Laut Kriminalitätsstatistik gab es im vergangenen Jahr durchschnittlich vier Angriffe pro Tag bundesweit. Das entspricht der Zahl aus dem Vorjahr. Allerdings sind das nur die Übergriffe, die auch wirklich angezeigt und als Straftat eingestuft werden. Die Dunkelziffer - da sind sich Forscher einig - liegt wahrscheinlich deutlich höher. Hinzu kommt: Beleidigungen im Alltag werden selten angezeigt.
Unsere Reporterin Rahel Klein hat mit verschiedenen Wissenschaftlern gesprochen, die sich einig sind, dass Antisemitismus in Deutschland ein massives Problem ist. Sie sagen aber auch: Das Problem gab es immer - aber durch solche Videos und die sozialen Netzwerke kommt es jetzt erst richtig ans Licht.

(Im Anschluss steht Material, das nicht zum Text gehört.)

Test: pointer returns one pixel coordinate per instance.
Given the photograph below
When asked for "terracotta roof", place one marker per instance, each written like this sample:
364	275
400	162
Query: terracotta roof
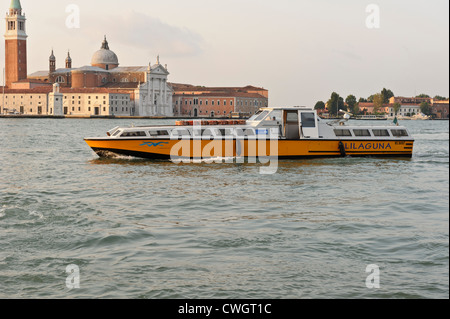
49	89
193	88
222	95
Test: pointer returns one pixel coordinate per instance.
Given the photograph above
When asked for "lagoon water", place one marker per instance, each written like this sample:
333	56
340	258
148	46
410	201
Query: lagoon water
153	229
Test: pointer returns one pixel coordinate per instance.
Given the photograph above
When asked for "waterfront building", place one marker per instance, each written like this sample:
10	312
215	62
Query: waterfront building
106	88
199	101
15	44
74	102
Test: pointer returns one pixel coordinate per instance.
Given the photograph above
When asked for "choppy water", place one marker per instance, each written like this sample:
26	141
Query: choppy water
146	229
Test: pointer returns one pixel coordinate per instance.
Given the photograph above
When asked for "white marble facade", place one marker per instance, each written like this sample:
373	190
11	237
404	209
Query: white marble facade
154	97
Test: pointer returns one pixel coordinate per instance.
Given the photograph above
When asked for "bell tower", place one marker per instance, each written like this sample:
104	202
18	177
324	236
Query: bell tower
15	44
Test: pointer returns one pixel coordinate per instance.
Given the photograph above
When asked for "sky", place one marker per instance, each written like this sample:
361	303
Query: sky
299	50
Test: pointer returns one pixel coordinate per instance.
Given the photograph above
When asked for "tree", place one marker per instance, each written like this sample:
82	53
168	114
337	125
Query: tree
396	107
319	106
425	108
378	102
351	103
387	94
335	103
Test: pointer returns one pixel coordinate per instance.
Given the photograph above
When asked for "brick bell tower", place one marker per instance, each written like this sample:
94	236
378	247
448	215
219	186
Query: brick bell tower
15	44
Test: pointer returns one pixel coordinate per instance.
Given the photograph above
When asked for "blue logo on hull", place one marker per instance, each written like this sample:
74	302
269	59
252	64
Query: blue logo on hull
150	144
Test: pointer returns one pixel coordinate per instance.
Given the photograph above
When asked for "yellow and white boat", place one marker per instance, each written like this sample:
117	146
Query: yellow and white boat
294	132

"Wenn es in Israel eskaliert, haben wir in Berlin - oder auch an anderen Orten in der Bundesrepublik - immer wieder solche antisemitischen Vorfälle, die sich auf diese Ereignisse beziehen."
Großangelegte Studien zu dieser Fragestellung gibt es bisher nicht. 2017 hatte aber ein unabhängiger Expertenkreis der Bundesregierung einen Bericht zum Thema "Antisemitismus" veröffentlicht. Dort ist die Rede von einem israelbezogenen Antisemitismus, der vor allem im Zuge des Nahostkonflikts eine weite Verbreitung erfährt. Dabei wird die jüdische Gemeinschaft meist stellvertretend für Israel gesehen.

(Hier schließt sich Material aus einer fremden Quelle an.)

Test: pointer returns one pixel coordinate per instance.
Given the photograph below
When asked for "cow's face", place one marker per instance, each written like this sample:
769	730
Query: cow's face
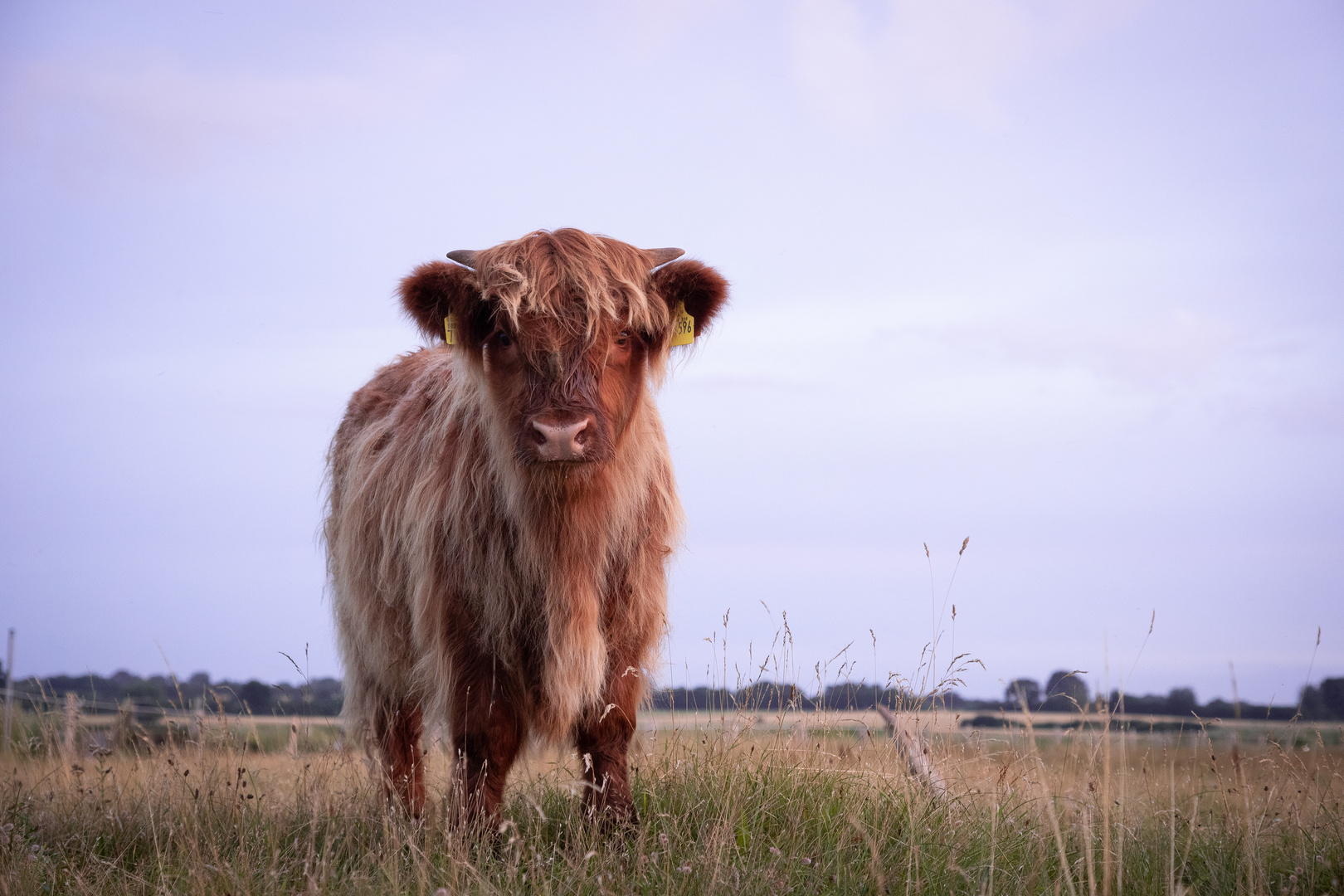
567	398
566	328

In dem Bericht heißt es auch, dass antisemitische Einstellungen unter muslimisch sozialisierten Jugendlichen und Erwachsenen mit Migrationshintergrund höher sind als unter Nichtmuslimen. Die Herkunftsregion spielt dabei eine entscheidende Rolle. Besonders unter Migranten aus dem arabischen oder nordafrikanischen Kulturraum seien antisemitische Tendenzen verbreitet.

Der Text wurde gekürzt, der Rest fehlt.